The creditors – the largest of which is China would likely meet next week as most outstanding issues “were being addressed,” Felix Nkulukusa said in an interview in Washington Wednesday.
The nation was seeking to revamp $12.8 billion in loans held by creditors including Chinese state-owned banks and Eurobond holders.
As a list of low income nations struggling to service debts with rising interest rates grows, Zambia was a crucial test case of how new lenders like China could work with traditional bilateral creditors and bondholders to restructure liabilities.
The main hurdles to a deal were around multilateral development banks, or MDBs, sharing the burden with bilateral creditors, as well as the involvement of foreign residents holding the nation’s local currency bonds.
The 49 per cent reduction in the present value of their loans that Zambia’s asking creditors to accept had also caused friction.

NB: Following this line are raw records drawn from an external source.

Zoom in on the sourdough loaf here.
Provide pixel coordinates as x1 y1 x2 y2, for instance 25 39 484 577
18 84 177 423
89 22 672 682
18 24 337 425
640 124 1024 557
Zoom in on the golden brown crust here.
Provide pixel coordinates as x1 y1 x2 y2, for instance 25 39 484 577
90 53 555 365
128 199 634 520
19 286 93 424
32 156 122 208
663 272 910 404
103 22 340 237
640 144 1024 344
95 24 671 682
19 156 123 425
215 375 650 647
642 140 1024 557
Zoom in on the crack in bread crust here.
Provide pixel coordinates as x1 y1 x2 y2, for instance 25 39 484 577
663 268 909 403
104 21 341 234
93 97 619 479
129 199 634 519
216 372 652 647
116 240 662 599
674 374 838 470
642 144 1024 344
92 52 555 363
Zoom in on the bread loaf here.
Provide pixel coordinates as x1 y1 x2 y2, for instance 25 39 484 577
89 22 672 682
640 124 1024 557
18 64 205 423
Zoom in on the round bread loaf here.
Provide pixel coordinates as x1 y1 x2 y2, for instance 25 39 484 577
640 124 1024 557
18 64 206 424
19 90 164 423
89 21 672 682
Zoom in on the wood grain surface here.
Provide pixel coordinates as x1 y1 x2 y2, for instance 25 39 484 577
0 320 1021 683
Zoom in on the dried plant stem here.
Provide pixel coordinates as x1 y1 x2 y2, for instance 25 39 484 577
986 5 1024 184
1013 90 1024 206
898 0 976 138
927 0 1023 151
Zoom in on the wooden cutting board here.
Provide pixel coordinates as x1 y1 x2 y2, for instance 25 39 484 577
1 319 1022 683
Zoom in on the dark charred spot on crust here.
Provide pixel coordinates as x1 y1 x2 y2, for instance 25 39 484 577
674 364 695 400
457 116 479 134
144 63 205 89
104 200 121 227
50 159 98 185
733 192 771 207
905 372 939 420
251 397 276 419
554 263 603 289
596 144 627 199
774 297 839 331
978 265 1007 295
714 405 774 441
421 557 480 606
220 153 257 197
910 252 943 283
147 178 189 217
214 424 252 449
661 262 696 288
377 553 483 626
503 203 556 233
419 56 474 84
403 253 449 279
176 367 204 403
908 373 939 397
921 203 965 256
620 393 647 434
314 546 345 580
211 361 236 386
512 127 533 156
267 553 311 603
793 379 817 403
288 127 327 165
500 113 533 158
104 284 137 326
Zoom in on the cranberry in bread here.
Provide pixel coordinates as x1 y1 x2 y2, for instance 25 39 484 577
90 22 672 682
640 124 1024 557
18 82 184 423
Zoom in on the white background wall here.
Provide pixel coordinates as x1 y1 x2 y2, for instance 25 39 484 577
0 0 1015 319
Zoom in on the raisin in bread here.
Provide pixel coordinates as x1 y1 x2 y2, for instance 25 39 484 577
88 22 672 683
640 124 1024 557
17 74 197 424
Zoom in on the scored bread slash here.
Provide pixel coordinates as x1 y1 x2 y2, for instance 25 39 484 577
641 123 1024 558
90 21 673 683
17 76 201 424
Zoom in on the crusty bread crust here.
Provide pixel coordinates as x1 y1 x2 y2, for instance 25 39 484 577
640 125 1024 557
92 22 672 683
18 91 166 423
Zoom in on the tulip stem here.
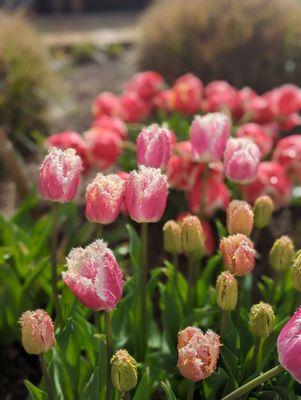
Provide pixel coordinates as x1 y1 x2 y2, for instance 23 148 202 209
51 203 62 326
138 222 148 361
104 311 114 400
220 310 229 337
186 256 196 312
173 253 179 296
221 364 283 400
38 354 54 400
187 380 195 400
121 392 131 400
200 164 209 218
253 338 262 372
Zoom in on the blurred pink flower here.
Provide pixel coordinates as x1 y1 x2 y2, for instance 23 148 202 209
125 71 164 101
273 135 301 183
236 123 273 158
92 92 124 119
92 115 128 139
120 91 152 122
170 73 203 115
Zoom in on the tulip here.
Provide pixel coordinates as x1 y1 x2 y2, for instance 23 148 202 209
190 112 231 162
111 349 138 393
273 135 301 183
84 127 122 170
125 166 168 223
39 148 82 203
226 200 254 236
253 195 274 229
181 215 205 259
177 326 221 381
92 115 127 139
125 71 164 100
269 84 301 116
46 130 89 173
170 73 203 115
244 161 292 208
249 302 275 337
63 239 123 311
120 91 152 122
19 309 55 355
269 236 294 272
92 92 124 119
163 220 182 255
136 124 172 169
223 138 260 184
277 307 301 383
220 234 255 276
292 251 301 292
236 123 273 158
85 173 125 224
216 272 238 311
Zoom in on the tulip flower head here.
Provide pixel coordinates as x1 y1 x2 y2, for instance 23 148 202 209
163 220 182 254
223 138 260 184
125 166 168 223
63 240 123 311
269 236 294 272
177 326 221 381
190 112 231 162
277 307 301 383
19 309 55 355
39 147 82 202
220 234 256 276
111 349 138 393
85 173 125 224
253 195 274 229
136 124 172 169
226 200 254 236
216 272 238 311
249 302 275 337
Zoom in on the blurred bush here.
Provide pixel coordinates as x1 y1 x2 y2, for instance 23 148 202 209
138 0 301 92
0 11 53 147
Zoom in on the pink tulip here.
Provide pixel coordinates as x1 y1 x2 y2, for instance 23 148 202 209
190 113 231 162
243 95 273 124
125 71 164 101
277 307 301 383
269 84 301 116
125 166 168 223
40 148 82 202
63 239 123 311
223 138 260 184
177 326 221 381
85 173 125 224
84 127 122 170
170 74 203 115
120 91 152 123
273 135 301 183
136 124 172 169
19 310 55 355
92 115 128 139
153 89 173 113
92 92 124 119
236 123 273 158
245 161 292 208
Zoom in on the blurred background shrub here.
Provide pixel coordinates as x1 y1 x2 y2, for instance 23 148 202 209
0 11 53 148
138 0 301 92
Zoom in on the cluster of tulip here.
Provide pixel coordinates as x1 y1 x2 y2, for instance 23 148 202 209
19 71 301 399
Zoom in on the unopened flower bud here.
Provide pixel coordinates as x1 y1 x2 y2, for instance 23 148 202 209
249 302 275 337
292 251 301 291
227 200 254 236
269 236 294 272
181 216 205 258
216 272 238 311
253 195 274 229
19 310 55 355
163 220 182 254
111 349 138 393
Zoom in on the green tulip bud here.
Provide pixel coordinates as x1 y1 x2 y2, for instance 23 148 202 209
269 236 294 272
249 302 275 337
111 349 138 393
181 215 205 258
292 250 301 292
163 220 182 254
216 272 238 311
253 195 274 229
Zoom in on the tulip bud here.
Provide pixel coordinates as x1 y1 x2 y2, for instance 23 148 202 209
111 349 138 393
216 272 238 311
226 200 254 236
163 220 182 254
253 195 274 229
249 302 275 337
19 310 55 355
181 216 205 258
219 234 255 276
39 148 82 202
269 236 294 272
292 251 301 291
177 326 221 381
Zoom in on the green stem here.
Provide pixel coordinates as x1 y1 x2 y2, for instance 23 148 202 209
138 222 148 361
186 256 196 313
97 223 103 239
51 203 62 326
187 380 195 400
220 310 229 338
38 353 54 400
122 392 131 400
221 365 283 400
200 165 209 218
254 338 262 372
104 311 114 400
173 253 179 296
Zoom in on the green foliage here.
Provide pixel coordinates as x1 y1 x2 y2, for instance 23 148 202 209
0 12 54 147
138 0 301 92
71 42 96 64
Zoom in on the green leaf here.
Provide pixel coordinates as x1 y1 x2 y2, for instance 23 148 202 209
133 368 153 400
160 381 178 400
24 380 47 400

“One such issue is the question of the fair burden sharing by the MDBs, and we have seen that the MDBs have come on board,” Mr Nkulukusa said, adding that the African Development Bank, International Monetary Fund and World Bank had made commitments.
Likewise, the amount of domestic debt that foreigners hold has fallen to about $2.1 billion from $3.3 billion previously, he said.

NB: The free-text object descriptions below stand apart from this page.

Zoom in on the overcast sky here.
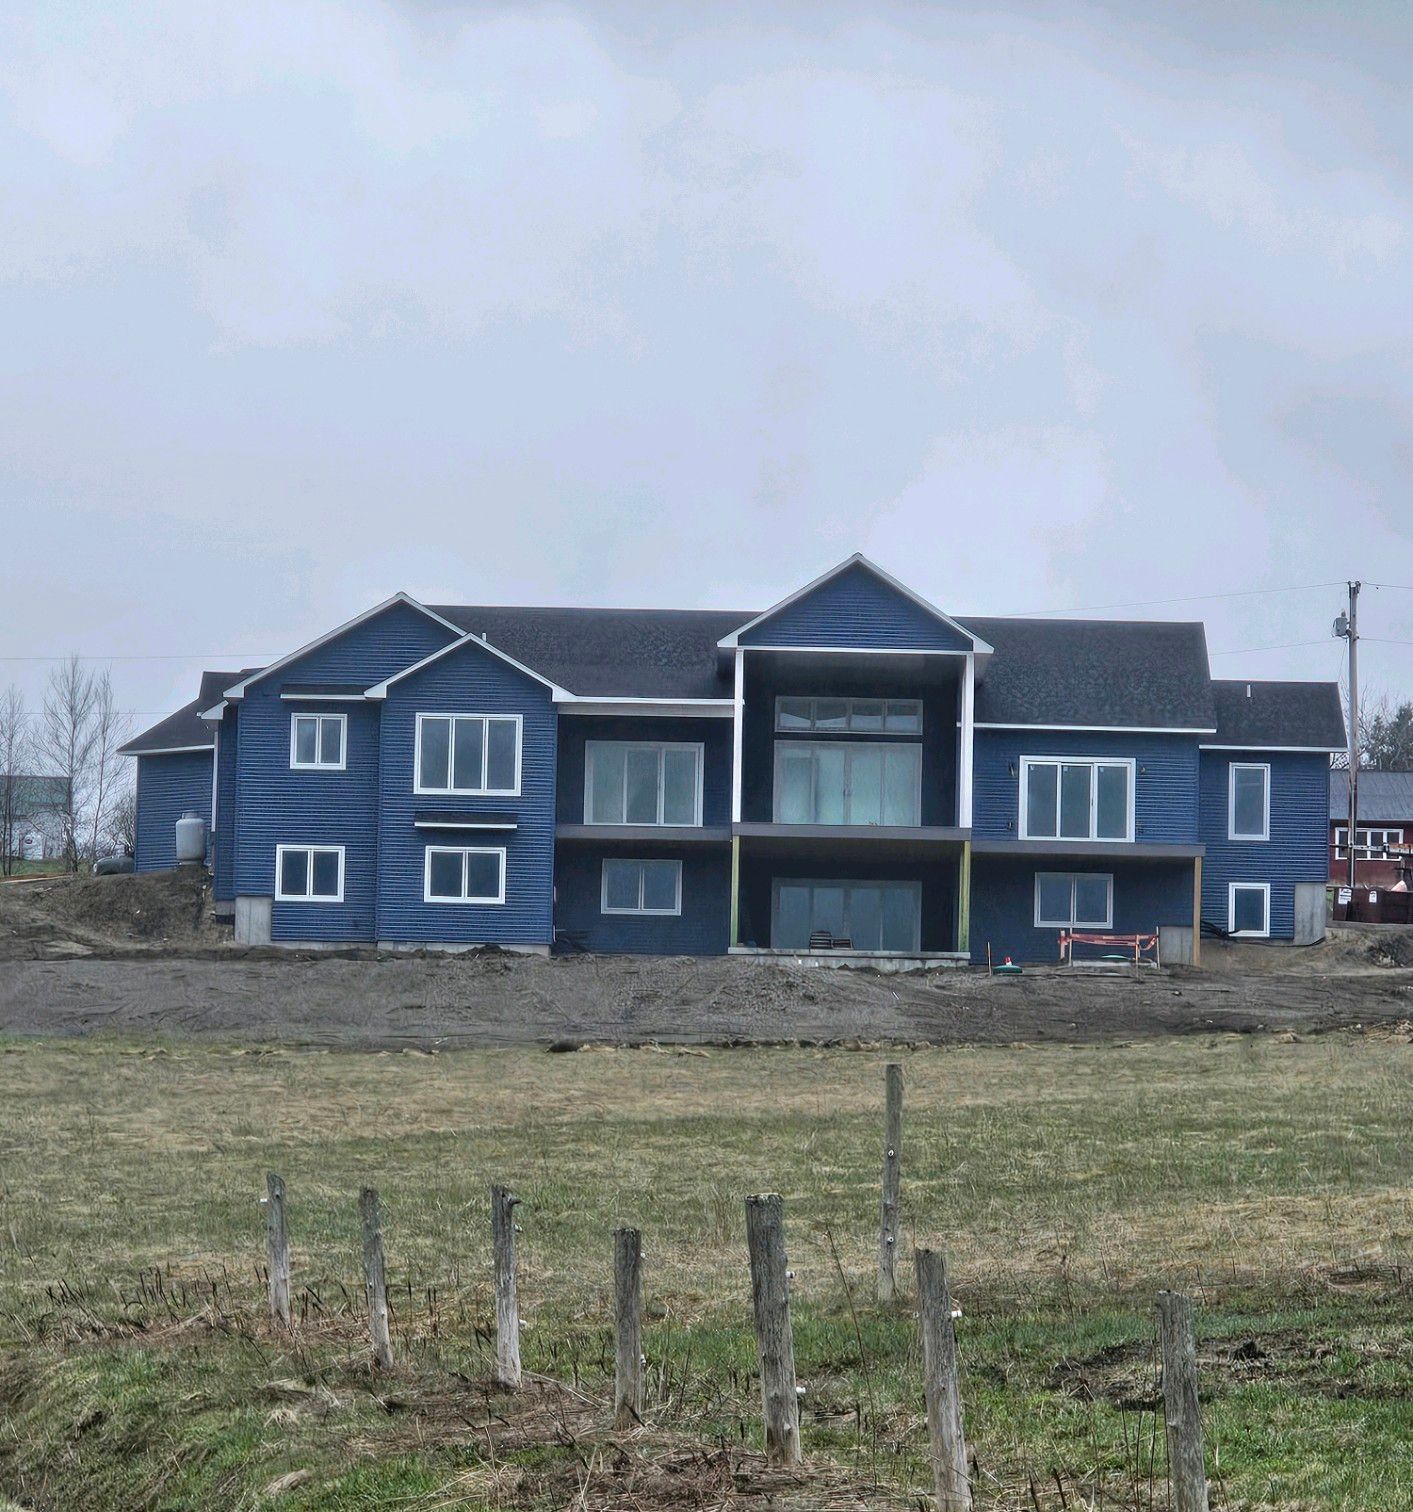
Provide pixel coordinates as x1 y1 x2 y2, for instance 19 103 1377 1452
2 0 1410 733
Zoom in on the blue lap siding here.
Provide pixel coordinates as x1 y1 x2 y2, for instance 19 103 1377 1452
375 641 556 946
554 846 731 955
1198 751 1329 938
232 601 459 943
134 751 213 871
738 561 972 651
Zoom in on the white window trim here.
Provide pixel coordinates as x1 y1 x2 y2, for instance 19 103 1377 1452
771 739 924 826
274 844 345 903
1034 872 1114 929
1334 826 1404 858
423 845 507 905
773 695 923 734
1228 881 1271 938
1018 756 1136 843
289 712 347 771
601 858 683 916
1227 761 1270 841
584 741 704 827
414 713 523 797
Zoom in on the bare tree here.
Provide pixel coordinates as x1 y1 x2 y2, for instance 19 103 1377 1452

The next milestone was for the official creditors committee to sign a memorandum of understanding with the government over the restructuring.
Zambian officials’ hope was that discussions at the creditors’ committee meeting could evolve from questioning the assumptions and parameters in the debt sustainability analysis to starting a discussion on how to deliver a restructuring, said Mr Nkulukusa, who spoke on the sidelines of the IMF spring meetings.
“If they agree to start discussing the MOU, then of course we go into the discussion” and then the signing, he said.
“On the other side, we’re also engaging the bondholders and the private creditors. We are hoping that they would be able to come on board and then we can also agree with them under the comparability-of- treatment conditions.” said Mr Nkulukusa.
Still, it was not certain that the committee co-chaired by China and France – would be able to reach a consensus that had already taken months since the body formed in June.
“We don’t know whether they’ll agree in this meeting,” said Mr Nkulukusa.
“Once we do that engagement, then our colleagues would be able to come on board and say, ‘yes, we can move ahead, or probably there are few adjustments that we need to make in there.
And we have that discussion. So it is mostly in the hands of the official creditors’ committee,” he said.
Meanwhile World Bank President David Malpass is optimistic that Zambia’s creditors, including China, would sign a memorandum of understanding on its debt restructuring this week or next.
Mr Malpass said it was incumbent upon China and other creditors to come forward with actual commitments to allow Zambia access its debt restructuring.
He said Zambia, which requested debt treatment under a Group of 20 framework nearly two years ago, should be given a chance to return to sustainable debt levels.
Mr Malpass said this during a press briefing held in Washington at the ongoing Spring Meetings.
Mr Malpass said a new sovereign debt roundtable aimed at resolving bigger issues around debt restructuring had made progress.